Some 600 representatives from religious organizations and NGOs across the country assembled since early morning at KL's Dataran Merdeka on Saturday to show their support for the "Solidarity for Peace" rally initiated by minster in the prime minster's department in charge of religious affairs Datuk Seri Dr Mujahid Yusof Rawa, and to show unity with the victims of the terror attacks on Christchurch mosques in New Zealand.

Wearing white, about 200 of then were holding white banners with the messages of "Solidarity for Peace", "World Without Terrorism" and "Reject Hatred" in various languages, marching in high spirit from Sogo towards the Dataran.

There were old and young in the crowd, some holding the national flags and flowers. Several minsters and deputy ministers, along with representatives from NGOs and religious organizations took turns to speak to the participants, calling for an end to all forms of hatred and violence.

The terror attacks on the mosques in Christchurch took place in faraway New Zealand, with Muslims being the targeted victims.

The approximately 60% of Malaysia's Muslim population has invariably suffered tremendous impact from the heinous attacks, and this could have a negative bearing on national unity.
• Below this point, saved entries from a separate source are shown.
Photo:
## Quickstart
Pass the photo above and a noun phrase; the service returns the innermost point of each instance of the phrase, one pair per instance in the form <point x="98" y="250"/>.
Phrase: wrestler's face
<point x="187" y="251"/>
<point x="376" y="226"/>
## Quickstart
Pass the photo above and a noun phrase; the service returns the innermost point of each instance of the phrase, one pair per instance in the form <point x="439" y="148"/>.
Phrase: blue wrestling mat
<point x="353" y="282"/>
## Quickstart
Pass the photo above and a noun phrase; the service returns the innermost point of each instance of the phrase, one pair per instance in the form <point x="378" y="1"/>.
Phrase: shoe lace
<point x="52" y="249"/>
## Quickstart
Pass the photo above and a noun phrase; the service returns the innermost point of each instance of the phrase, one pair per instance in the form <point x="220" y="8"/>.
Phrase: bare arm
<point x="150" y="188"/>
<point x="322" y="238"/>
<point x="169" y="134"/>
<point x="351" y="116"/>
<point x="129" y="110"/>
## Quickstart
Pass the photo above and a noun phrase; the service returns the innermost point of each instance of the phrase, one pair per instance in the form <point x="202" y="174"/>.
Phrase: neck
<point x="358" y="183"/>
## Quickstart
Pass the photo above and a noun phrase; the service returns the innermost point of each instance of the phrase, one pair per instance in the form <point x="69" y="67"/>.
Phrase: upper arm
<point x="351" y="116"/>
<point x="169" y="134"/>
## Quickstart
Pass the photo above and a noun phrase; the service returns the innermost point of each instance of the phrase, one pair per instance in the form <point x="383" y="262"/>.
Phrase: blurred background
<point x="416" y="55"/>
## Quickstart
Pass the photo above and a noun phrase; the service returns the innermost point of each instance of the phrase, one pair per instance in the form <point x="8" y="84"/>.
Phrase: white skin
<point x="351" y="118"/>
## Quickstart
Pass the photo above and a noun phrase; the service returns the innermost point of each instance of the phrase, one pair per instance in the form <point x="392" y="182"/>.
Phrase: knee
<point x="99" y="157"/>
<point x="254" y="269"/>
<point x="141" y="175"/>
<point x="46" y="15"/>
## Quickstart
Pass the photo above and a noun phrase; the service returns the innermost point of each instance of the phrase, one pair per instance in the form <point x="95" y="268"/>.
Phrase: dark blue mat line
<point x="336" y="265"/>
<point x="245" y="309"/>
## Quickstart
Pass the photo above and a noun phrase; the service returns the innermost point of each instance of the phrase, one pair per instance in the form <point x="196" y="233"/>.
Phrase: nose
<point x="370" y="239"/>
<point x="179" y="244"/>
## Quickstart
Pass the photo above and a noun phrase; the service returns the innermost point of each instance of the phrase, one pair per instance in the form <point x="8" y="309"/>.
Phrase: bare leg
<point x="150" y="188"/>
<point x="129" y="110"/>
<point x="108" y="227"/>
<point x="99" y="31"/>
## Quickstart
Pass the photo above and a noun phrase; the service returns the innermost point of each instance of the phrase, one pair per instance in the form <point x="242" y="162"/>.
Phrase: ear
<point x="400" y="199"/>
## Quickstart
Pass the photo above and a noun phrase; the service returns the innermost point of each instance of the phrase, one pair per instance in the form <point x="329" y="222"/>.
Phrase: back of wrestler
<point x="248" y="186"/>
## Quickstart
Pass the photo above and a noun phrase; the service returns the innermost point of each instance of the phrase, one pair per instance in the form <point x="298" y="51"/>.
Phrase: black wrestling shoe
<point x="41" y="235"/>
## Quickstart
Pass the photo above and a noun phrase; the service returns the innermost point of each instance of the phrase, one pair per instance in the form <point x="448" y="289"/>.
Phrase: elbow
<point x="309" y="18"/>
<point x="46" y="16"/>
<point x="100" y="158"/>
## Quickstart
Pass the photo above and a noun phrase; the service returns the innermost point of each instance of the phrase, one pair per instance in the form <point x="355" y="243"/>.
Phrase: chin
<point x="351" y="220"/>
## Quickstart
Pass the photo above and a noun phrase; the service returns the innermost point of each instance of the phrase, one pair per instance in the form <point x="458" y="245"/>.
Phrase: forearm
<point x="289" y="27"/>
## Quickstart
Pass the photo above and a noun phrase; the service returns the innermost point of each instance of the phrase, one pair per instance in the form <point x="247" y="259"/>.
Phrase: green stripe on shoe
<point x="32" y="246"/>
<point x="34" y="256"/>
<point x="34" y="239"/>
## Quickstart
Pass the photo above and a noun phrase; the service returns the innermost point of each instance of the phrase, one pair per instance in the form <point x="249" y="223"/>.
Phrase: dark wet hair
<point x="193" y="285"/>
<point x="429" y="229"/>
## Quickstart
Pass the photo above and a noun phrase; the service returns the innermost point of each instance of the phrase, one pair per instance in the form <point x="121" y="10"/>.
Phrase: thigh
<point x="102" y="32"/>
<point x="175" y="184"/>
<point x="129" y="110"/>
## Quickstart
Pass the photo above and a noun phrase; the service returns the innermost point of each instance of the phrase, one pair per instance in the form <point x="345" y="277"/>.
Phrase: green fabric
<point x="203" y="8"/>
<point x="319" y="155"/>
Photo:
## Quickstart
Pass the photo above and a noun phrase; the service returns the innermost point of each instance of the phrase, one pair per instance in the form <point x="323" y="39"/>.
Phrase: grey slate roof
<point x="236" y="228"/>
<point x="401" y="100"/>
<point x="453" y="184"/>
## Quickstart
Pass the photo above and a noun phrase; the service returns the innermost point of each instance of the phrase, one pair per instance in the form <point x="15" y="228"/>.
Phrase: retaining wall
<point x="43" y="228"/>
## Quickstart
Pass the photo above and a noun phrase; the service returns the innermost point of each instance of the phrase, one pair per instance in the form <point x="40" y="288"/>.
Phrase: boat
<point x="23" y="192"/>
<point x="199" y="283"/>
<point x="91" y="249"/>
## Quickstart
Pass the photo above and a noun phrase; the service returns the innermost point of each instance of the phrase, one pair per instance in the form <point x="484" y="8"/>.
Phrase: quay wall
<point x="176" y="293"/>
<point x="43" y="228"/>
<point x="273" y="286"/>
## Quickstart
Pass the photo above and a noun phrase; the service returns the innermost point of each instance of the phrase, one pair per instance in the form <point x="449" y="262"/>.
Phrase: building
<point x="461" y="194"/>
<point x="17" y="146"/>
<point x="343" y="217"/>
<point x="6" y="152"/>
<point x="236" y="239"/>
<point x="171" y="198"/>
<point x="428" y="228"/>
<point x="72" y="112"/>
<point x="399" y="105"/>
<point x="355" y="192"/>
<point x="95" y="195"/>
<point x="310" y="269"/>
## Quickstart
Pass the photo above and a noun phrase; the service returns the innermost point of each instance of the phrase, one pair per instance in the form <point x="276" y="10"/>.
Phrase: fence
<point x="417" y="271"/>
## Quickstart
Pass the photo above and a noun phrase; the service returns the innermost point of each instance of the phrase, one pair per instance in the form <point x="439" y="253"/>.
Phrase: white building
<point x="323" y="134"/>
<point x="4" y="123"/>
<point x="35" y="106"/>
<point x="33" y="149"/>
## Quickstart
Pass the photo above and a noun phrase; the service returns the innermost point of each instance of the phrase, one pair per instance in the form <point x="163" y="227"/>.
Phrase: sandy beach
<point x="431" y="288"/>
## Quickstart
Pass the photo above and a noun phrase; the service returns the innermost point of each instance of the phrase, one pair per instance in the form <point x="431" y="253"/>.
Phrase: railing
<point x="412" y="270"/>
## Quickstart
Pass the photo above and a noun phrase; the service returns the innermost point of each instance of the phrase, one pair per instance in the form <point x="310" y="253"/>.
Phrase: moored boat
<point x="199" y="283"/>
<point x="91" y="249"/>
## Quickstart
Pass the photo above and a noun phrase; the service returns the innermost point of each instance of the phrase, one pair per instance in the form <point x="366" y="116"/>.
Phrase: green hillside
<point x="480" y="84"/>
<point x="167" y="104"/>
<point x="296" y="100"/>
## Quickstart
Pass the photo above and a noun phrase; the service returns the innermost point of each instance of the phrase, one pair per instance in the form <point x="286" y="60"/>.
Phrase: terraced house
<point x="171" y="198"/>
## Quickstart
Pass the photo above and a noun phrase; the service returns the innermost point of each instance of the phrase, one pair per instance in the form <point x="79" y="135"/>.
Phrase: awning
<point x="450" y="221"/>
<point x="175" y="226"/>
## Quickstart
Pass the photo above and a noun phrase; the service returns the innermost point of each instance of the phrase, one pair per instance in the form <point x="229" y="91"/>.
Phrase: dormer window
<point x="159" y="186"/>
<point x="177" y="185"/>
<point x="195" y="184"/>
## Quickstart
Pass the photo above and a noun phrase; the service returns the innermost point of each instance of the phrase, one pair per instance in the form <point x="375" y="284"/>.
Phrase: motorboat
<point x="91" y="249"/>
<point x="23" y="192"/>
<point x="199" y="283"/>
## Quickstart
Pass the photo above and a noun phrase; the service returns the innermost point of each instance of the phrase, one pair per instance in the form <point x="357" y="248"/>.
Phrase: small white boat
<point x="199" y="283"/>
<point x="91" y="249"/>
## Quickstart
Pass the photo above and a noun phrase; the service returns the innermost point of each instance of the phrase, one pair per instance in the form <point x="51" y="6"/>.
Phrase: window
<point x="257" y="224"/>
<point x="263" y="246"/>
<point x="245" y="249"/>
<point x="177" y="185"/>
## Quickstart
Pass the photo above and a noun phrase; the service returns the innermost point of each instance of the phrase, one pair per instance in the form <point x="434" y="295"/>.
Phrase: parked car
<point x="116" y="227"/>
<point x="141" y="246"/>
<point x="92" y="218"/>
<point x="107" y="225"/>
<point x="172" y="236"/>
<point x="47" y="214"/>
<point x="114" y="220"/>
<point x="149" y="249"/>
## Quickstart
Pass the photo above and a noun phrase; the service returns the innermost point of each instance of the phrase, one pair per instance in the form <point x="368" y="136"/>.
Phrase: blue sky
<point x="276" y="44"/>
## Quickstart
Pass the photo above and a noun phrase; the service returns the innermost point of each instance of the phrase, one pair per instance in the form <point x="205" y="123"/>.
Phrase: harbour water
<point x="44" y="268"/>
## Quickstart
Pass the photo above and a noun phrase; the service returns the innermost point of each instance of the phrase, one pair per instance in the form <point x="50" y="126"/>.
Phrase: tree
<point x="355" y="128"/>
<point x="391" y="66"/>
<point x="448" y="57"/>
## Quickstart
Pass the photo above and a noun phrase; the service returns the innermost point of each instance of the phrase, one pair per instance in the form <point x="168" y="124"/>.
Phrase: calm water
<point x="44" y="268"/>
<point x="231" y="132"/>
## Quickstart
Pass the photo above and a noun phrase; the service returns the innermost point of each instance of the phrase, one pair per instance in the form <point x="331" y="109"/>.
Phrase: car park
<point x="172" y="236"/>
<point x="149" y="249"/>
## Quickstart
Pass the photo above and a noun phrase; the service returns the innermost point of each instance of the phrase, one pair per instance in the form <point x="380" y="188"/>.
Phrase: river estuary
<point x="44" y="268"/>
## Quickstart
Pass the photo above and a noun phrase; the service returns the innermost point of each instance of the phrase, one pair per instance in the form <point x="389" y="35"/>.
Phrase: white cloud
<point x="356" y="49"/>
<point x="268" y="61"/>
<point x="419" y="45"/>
A multiracial country of people from different religious and cultural backgrounds, Malaysia used to be a haven of racial harmony, mutual respect and tolerance during the early years of nationhood. Unfortunately, such harmony is being eroded gradually in more recent years following the trend of modernization of our society, political utilitarianism and religious radicalism.

As a result, racial and religious suspicions and even conflicts have erupted from time to time, including the deadly clash arising from the eviction of a hundred-year-old Hindu temple in USJ last November.

Prejudice and suspicion have been the primary source of conflicts over sensitive racial and religious issues, which will subsequently spawn hatred.

In today's age of information overload, any similar events taking place outside the country will instantly spread to Malaysia and create an unpleasant atmosphere in our multicultural society. Against this backdrop, the government must play a pivotal role in neutralizing the confrontational mood.

In view of this, the "Solidarity for Peace" rally initiated by the prime minister's department couldn't have come at a more appropriate timing.

While memories of the tragic incident in Christchurch are still fresh in people's minds, it is good to have a government platform that can bring all peace-loving Malaysians together to call for a total rejection of hatred in establishing a world characterized by unity and peace.

Let the world and nation see that hatred has not been established here despite the fact we are predominantly Muslim, and that Malaysians are peace-loving people.